Response: There seems to be a degree of misunderstanding involved here. We indicate in the article that “This observation [on the existence of 17 genes that are shared by Nanoarchaeota and most of the Euryarchaoeta to the exclusion of Crenarchaeota] complements the results of phylogenetic analyses and is best compatible with a common ancestry of Nanoarchaeota and Euryarchaeota.” We also agree with the reviewer that beyond the likely euryarchaeal affiliation, there is no evidence of a more specific affinity with Thermococcales or any other euryarchaeal branch (see also the response to Patrick Forterre’s review). Nowhere in the manuscript do we claim support for a basal position of the Nanoarchaeota among the Archaea let alone the retention of ancestral features in the Nanoarchaeota. Quite the contrary, we emphasize in the Abstract: “These findings imply that, rather than representing ancestral characters, the extremely compact genomes and multiple split genes of Nanoarchaeota are derived characters associated with their symbiotic or parasitic lifestyle.” The phrase “deep branch” that we use does not imply “basal branch”, it simply means that Nanoarchaeota do not belong to any of the specific groups of the archaea below the phylum level. Thus, to the best of our understanding, there is no substantial disagreement between our statements in the article and the reviewer’s position on the evolution of the Nanoarchaeota.

Other comments/questions:

  • Can the authors rule out the possibility of (partial) chimeric assembly during the amplification, SAG and metagenomic sequencing and assembly process? This might be particularly important when considering the potential acquisition of genes by horizontal gene transfer, especially when close homologs are not present in Nanoarchaeum equitans.

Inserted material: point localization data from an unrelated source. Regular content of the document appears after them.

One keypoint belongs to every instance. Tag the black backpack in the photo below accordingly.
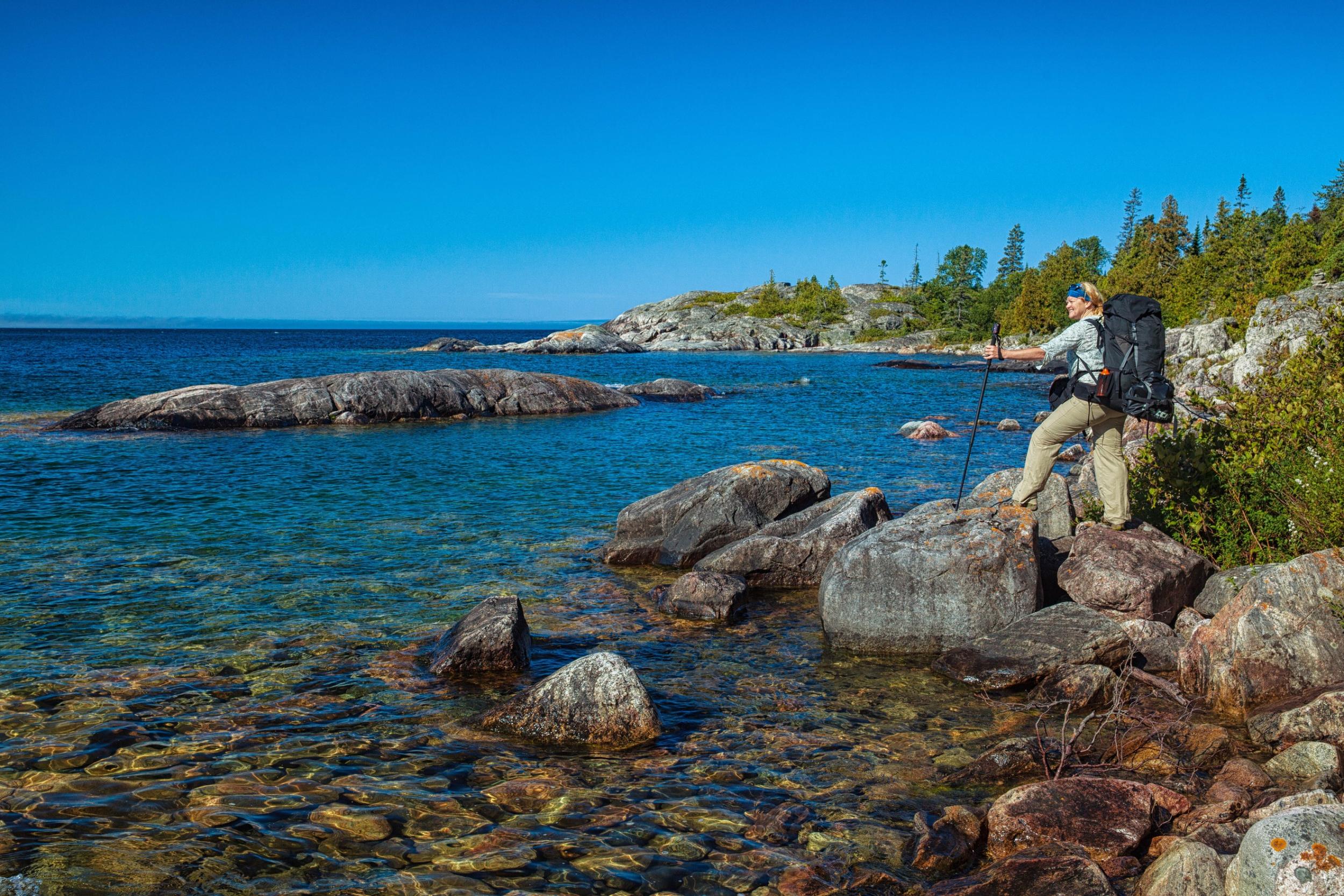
(1133, 347)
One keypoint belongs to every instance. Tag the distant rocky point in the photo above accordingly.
(375, 397)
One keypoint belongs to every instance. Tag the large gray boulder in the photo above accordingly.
(1186, 868)
(1299, 852)
(589, 339)
(1036, 647)
(1315, 715)
(932, 579)
(1222, 587)
(670, 390)
(793, 553)
(494, 637)
(1054, 505)
(1136, 574)
(679, 526)
(1285, 324)
(377, 396)
(1275, 640)
(597, 699)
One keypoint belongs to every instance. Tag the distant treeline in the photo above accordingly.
(1219, 268)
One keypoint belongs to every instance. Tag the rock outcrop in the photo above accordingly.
(1036, 647)
(682, 524)
(597, 699)
(1106, 817)
(1275, 640)
(449, 345)
(377, 396)
(1136, 574)
(795, 551)
(1054, 505)
(589, 339)
(494, 637)
(711, 597)
(1316, 715)
(668, 390)
(932, 579)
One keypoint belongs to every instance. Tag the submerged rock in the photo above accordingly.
(1046, 871)
(928, 431)
(494, 637)
(1299, 852)
(670, 390)
(1136, 574)
(931, 579)
(795, 551)
(449, 345)
(1054, 505)
(681, 526)
(1275, 640)
(377, 396)
(705, 596)
(597, 699)
(1035, 647)
(1106, 817)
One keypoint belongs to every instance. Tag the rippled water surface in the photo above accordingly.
(211, 657)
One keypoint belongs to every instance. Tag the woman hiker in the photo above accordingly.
(1080, 413)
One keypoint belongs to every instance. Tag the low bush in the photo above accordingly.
(1264, 483)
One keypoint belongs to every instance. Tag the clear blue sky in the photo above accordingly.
(528, 162)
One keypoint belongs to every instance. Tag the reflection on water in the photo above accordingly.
(211, 672)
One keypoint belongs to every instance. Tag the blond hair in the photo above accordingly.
(1095, 296)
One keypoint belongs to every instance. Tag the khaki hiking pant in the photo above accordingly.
(1065, 422)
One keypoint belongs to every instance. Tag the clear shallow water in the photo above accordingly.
(209, 637)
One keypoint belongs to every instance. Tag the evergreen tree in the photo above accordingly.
(1243, 194)
(1334, 190)
(913, 281)
(1014, 253)
(1127, 227)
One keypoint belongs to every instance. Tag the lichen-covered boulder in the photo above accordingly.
(670, 390)
(1136, 574)
(711, 597)
(1299, 852)
(1106, 817)
(931, 579)
(793, 553)
(494, 637)
(1054, 505)
(1224, 586)
(597, 699)
(1315, 715)
(1035, 647)
(682, 524)
(1275, 640)
(1187, 868)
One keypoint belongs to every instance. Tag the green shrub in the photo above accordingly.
(1265, 483)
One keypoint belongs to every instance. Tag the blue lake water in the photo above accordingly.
(211, 634)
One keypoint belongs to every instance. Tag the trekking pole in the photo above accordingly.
(975, 426)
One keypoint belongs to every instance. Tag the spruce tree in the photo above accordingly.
(1243, 194)
(1014, 253)
(1127, 227)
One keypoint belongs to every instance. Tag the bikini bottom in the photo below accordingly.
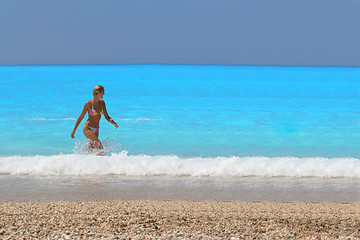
(94, 130)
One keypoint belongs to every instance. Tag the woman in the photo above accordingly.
(95, 108)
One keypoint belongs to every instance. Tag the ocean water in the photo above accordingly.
(184, 121)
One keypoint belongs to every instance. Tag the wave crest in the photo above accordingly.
(172, 165)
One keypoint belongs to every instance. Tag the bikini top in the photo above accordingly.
(93, 111)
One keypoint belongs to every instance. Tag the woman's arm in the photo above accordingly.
(108, 117)
(81, 117)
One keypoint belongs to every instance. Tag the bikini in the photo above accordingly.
(93, 112)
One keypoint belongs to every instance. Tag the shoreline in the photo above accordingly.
(122, 188)
(145, 219)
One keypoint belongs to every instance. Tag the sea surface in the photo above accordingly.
(184, 123)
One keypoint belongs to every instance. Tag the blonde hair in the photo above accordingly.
(98, 89)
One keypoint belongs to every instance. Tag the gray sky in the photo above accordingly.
(236, 32)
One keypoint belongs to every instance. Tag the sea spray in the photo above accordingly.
(171, 165)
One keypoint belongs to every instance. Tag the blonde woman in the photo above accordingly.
(95, 108)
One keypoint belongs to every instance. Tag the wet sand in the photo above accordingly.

Response: We assume that the reviewer refers here to the potential chimeric assembly between reads of Nst1 and Acd1. This is indeed an important question in the assembly of multi-genomes datasets. Because the two genomes have such a large difference in nucleotide composition (both G+C% and tetranucleotide composition), we are quite certain such chimeric assemblies did not occur and we did not see any evidence based on operon structure that genes belonging to either Nst1 or Acd1 were inserted in the other’s assembly. That being said, the definitive answer will come with the isolation and complete sequencing of the two organisms’ genomes.

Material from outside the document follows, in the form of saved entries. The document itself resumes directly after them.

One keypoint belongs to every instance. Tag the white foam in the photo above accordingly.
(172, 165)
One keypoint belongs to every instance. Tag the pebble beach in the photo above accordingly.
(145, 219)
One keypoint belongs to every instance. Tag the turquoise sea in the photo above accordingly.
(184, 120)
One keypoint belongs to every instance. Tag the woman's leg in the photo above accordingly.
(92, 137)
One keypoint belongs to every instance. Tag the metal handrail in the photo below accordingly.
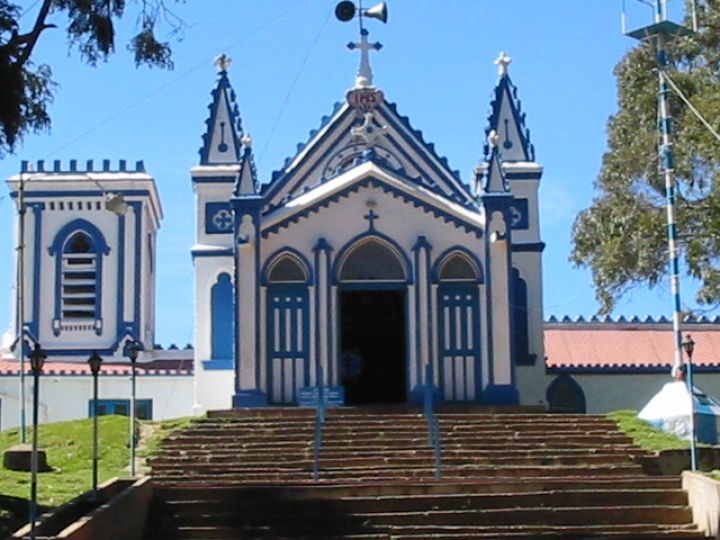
(319, 421)
(433, 424)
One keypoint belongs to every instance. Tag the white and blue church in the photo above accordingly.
(365, 264)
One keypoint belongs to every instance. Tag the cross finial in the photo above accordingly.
(502, 62)
(222, 62)
(364, 76)
(371, 216)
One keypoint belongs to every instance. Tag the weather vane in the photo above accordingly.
(346, 11)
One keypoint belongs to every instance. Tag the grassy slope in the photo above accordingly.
(645, 435)
(69, 452)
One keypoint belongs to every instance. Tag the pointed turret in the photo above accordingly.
(507, 119)
(221, 141)
(246, 180)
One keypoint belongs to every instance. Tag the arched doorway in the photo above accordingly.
(288, 328)
(373, 326)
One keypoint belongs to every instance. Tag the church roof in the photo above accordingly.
(371, 173)
(331, 149)
(625, 346)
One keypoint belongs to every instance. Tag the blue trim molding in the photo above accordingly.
(372, 182)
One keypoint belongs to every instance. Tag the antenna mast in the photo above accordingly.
(658, 35)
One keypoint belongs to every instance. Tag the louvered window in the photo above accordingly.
(79, 278)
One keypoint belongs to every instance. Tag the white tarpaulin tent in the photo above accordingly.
(669, 410)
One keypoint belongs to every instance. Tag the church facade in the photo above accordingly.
(366, 265)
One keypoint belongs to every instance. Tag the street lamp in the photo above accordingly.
(132, 350)
(114, 202)
(94, 362)
(37, 360)
(689, 346)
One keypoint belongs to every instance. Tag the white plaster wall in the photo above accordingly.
(67, 397)
(605, 393)
(532, 383)
(214, 390)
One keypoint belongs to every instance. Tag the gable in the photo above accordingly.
(340, 143)
(369, 175)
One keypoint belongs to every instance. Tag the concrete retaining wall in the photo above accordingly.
(704, 497)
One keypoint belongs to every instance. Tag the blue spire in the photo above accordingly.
(507, 120)
(221, 141)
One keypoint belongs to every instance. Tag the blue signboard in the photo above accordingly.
(333, 396)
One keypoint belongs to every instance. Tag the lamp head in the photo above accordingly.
(37, 359)
(132, 350)
(688, 345)
(345, 11)
(94, 362)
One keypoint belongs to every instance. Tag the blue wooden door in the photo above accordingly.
(459, 341)
(288, 332)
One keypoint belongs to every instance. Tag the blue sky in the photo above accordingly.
(291, 64)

  • Specify whether ambiguously aligned positions were removed and provide the number of non-ambiguously aligned positions used for each tree in the figure legends and/or methods.

Response: Such information is included in the revision.

  • Please, check the use of capital letters and italics for Latin nomenclature only (not for vernacular names such as “nanoarchaeon”). Use italics only for genera and species names in phylogenetic trees.

Response: the usage was made consistent to the best of our understanding.